Le châssis, lui, reçoit un différentiel avant hélicoïdal Super AYC, plus progressif, et une monte pneumatique élargie en 235/45R17 sur les jantes Enkei. L’électronique se fait plus permissive, le train arrière plus mobile. Cette voiture danse sur un filet de gaz. C’est une madame, pas un tape-cul. Elle vous prévient, glisse, puis vous remet dans le droit chemin si vous savez contre-braquer. Une école de la glisse, bienveillante mais sans pitié pour les débutants trop confiants.
La galaxie des versions spéciales
L’Evo IX, c’est aussi un casse-tête de puriste avec ses déclinaisons. Un vrai jeu de piste :
RS : la caisse de rallye. Pas de clim, pas d’électricité à gogo, vitres manuelles, différentiel avant mécanique. Le squelette parfait pour un préparateur.
GT : la RS pour les frileux. On garde le diff mécanique de la RS, mais on remet la clim et un peu de moquette.
GSR : la routière ultime avec le Super AYC électronique, le becquet et l’intérieur sport.
MR : apparue en 2006, c’est la cerise sur le gâteau. Amortisseurs Bilstein, jantes forgées BBS de 17 pouces, toit en alu (sur certains modèles), et la fameuse boîte 6 vitesses. Plus légère, plus réactive, c’est la version la plus prisée aujourd’hui.
Wagon : oui, un break de chasse de 290 ch. Aussi rare que grisant, produit uniquement pour le marché japonais. L’arme absolue du père de famille pressé.
Et puis il y a le Graal : la MR FQ-360 distribuée par Ralliart UK. 360 chevaux, un chant rageur, et une capacité à atomiser des Porsche sur circuit. Le "FQ" signifie officiellement quelque chose comme "F***ing Quick". On ne pouvait pas trouver mieux.

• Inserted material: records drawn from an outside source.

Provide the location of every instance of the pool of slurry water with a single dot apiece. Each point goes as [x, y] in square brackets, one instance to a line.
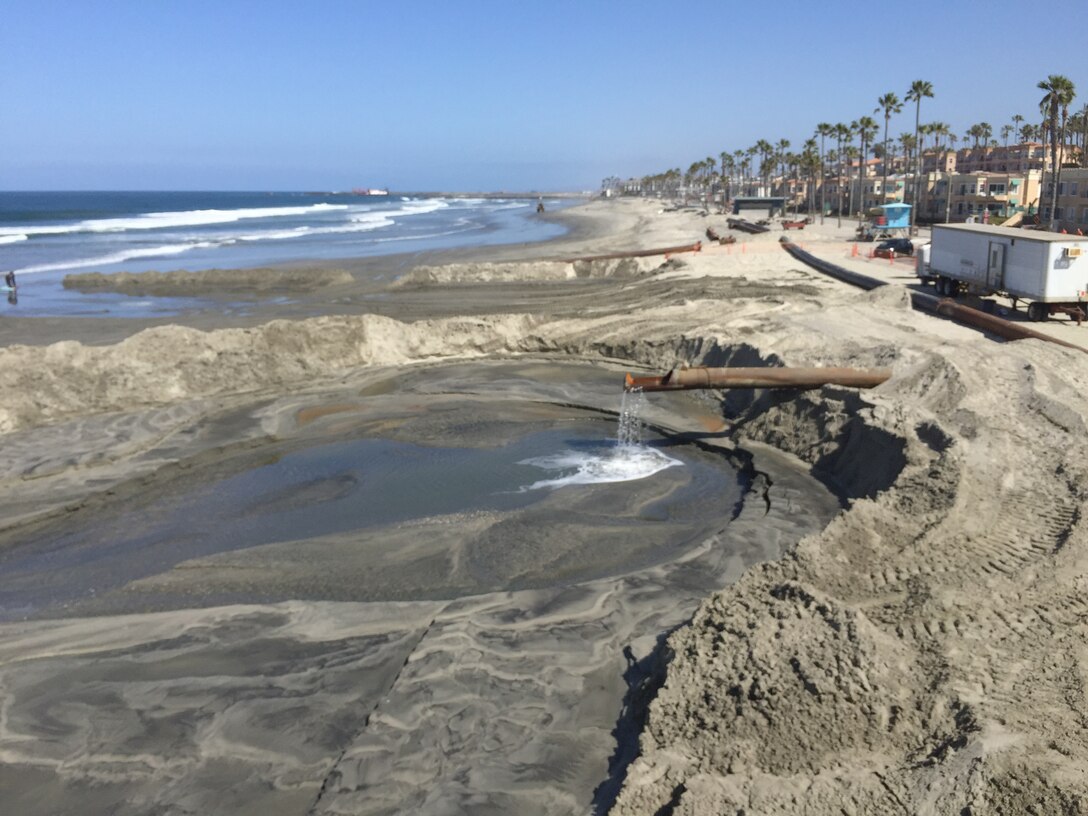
[376, 518]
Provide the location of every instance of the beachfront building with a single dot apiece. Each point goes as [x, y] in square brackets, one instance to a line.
[1006, 159]
[992, 197]
[1072, 213]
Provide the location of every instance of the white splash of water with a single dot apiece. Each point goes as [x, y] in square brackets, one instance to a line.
[629, 429]
[627, 461]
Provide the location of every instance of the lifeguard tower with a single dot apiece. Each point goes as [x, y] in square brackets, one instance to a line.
[887, 221]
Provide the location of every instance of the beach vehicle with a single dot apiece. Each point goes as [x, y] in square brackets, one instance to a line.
[1049, 270]
[894, 247]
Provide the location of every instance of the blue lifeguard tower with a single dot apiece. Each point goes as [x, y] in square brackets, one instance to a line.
[887, 221]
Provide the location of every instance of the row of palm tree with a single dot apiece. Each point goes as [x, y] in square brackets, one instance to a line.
[744, 169]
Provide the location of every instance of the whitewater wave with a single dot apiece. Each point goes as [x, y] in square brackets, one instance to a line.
[168, 220]
[126, 255]
[620, 464]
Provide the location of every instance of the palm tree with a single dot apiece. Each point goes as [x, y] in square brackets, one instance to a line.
[811, 162]
[919, 89]
[727, 173]
[1016, 120]
[948, 198]
[888, 103]
[1059, 95]
[866, 131]
[823, 130]
[842, 135]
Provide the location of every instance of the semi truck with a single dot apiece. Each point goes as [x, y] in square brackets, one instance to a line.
[1049, 270]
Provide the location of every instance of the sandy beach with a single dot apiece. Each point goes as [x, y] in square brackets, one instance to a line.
[890, 619]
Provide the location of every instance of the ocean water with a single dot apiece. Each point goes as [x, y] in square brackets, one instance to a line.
[47, 235]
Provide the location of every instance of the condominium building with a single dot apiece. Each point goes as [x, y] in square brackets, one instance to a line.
[1072, 212]
[964, 196]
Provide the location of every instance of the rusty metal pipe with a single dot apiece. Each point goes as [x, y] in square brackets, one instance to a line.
[1004, 329]
[943, 307]
[758, 378]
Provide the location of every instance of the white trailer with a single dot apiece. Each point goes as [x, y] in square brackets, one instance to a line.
[1050, 270]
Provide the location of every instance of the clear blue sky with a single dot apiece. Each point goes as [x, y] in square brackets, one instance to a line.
[472, 95]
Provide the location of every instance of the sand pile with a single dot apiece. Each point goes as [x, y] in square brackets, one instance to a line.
[172, 363]
[535, 271]
[180, 283]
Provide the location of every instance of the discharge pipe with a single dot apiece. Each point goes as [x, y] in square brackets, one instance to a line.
[758, 378]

L’héritage : la dernière des puristes
Pourquoi l’Evo IX est-elle si vénérée ? Parce qu’elle est le point culminant d’une époque. Après elle viendra l’Evo X, avec son bloc 4B11T en alu, son châssis plus lourd issu de la nouvelle plateforme mondiale, sa boîte double embrayage SST… Plus civilisée, plus bourgeoise, mais sans l’âme indomptable du 4G63 en fonte. Le bloc de la IX, on peut lui envoyer 500 chevaux sans toucher à l’architecture interne. Un châssis de série capable de tutoyer les 2,0 L de cylindrée tout en étant plus rigide qu’un passeport diplomatique.
La IX, c’est le chant du cygne de la mécanique pure, de l’électronique qui assiste sans jamais remplacer l’humain. C’est une voiture qui vibre, qui pétarade, qui sent l’essence et la chauffe d’embrayage dans les bouchons. Elle vous demande du compromis, mais elle vous rend tout au centuple au premier virage.
En 2024, les cotations flambent. Une Evo IX MR propre est devenue un objet de collection, une valeur refuge. Pas juste une caisse de kéké tuning, mais une pièce de musée qui se conduit tous les jours.